Nah sekarang... ada yang berkenan ngajakin (sekaligus mentraktir) saya nonton Cek Toko Sebelah, Rogue One: A Star Wars Story, Arrival, sama La La Land nggak? #KizminLyfe #OneBrokeGirl #ShamelessQuestion
*digebukin pakai kentongan Poskamling*
z. d. imama
[ UPDATE: Cek Toko Sebelah akhirnya berhasil ditonton kemarin lusa (10 Januari 2016), berkat kemurahan hati Kak Chika yang usut punya usut, ternyata nggak menemukan teman yang berminat untuk diajak nonton film Indonesia. Hahaha. Haha. Ha. Nah jadi sekarang adakah di antara kalian yang berkenan mengajak saya nonton tiga film sisanya? #Tetep #ShamelessPlea #KizminLyfe ]
AH WAKTU ITU DIAJAKIN NONTON GAK MAU
ReplyDeleteKak Chika waktu itu ngajakinnya hari apa siiih? Aku udah ada janji ketemu orang kayaknya habis itu X'))))

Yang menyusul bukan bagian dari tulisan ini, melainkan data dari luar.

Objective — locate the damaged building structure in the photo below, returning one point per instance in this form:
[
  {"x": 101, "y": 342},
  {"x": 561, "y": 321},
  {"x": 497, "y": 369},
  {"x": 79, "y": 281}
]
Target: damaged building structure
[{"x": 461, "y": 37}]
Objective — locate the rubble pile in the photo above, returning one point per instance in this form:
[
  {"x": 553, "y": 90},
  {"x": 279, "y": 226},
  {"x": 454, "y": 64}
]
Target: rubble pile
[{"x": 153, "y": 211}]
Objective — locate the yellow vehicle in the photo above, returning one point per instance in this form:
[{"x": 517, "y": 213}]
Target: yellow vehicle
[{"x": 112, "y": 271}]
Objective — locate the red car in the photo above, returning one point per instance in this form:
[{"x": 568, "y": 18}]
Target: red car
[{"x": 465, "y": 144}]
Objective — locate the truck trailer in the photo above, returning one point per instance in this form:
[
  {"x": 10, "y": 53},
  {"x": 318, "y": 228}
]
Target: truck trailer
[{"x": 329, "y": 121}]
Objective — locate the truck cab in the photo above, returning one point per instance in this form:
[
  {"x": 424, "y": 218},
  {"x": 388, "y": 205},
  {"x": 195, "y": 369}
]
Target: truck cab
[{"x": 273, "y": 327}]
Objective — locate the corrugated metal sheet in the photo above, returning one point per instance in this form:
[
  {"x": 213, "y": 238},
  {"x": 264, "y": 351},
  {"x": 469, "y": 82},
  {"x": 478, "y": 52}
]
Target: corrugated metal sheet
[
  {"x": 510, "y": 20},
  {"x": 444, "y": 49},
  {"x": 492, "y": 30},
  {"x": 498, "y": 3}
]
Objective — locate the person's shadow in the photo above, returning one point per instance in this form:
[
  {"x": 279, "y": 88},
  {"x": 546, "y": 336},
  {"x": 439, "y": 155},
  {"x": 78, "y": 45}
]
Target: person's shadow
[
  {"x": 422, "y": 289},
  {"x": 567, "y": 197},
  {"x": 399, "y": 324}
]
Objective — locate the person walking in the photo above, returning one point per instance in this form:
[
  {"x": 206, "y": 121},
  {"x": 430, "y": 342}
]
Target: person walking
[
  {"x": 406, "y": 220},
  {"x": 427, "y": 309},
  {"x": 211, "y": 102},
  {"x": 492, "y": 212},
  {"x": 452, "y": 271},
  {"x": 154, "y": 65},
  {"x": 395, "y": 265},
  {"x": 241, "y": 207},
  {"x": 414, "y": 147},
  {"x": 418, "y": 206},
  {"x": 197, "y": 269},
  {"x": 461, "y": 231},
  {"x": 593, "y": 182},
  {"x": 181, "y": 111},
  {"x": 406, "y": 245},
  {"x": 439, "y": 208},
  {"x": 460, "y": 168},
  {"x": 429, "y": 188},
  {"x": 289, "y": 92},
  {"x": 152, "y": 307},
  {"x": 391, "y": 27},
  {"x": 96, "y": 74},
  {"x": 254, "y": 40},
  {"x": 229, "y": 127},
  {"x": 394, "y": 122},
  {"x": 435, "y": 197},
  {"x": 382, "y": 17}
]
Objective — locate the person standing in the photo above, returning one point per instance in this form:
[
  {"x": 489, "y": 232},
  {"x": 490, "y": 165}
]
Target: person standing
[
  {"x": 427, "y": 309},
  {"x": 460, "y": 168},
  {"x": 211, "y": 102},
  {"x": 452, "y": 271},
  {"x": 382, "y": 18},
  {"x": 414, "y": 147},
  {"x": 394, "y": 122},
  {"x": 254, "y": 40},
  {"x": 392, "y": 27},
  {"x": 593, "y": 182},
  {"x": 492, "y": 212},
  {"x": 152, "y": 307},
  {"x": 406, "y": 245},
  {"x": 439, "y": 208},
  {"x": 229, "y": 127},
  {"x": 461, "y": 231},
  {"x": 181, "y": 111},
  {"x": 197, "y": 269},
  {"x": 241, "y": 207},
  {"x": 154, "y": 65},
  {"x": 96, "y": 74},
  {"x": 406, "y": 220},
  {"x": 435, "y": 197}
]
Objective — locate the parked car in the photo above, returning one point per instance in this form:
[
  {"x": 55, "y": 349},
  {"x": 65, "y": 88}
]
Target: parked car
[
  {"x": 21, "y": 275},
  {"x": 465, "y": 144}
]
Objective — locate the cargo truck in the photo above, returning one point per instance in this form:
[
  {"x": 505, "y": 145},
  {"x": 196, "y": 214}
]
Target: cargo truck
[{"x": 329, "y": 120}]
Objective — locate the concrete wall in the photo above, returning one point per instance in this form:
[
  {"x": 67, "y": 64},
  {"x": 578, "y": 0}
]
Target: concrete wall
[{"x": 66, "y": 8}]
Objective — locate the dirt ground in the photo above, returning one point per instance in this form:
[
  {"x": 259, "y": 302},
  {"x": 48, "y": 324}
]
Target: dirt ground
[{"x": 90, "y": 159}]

DeleteAkhirnya nonton yang lain...
DeleteOke, baca intronya lalu skip skip skip skip, saya emang sdh baca bukunya tp belom nonton pilemnyeee ga mau baca infonya dulu euy
ReplyDeleteLah. Kalau gitu Om kapan mau ninggal komentar yang proper kalau tulisan saya di-skip melulu gini... #KraySekebon
Delete(((SELANG KEBON)))
ReplyDeletedoh. =))
Wkakaka gw juga review buku ini.. Dan komentar kita sama.. Emily Blunt mah cakep.. Mau diapain juga menarik
ReplyDeleteWkakaka gw juga review buku ini.. Dan komentar kita sama.. Emily Blunt mah cakep.. Mau diapain juga menarik
ReplyDeleteIt's downloading time, The Girl On The Train Audio-book is now available on AudioBooksNow.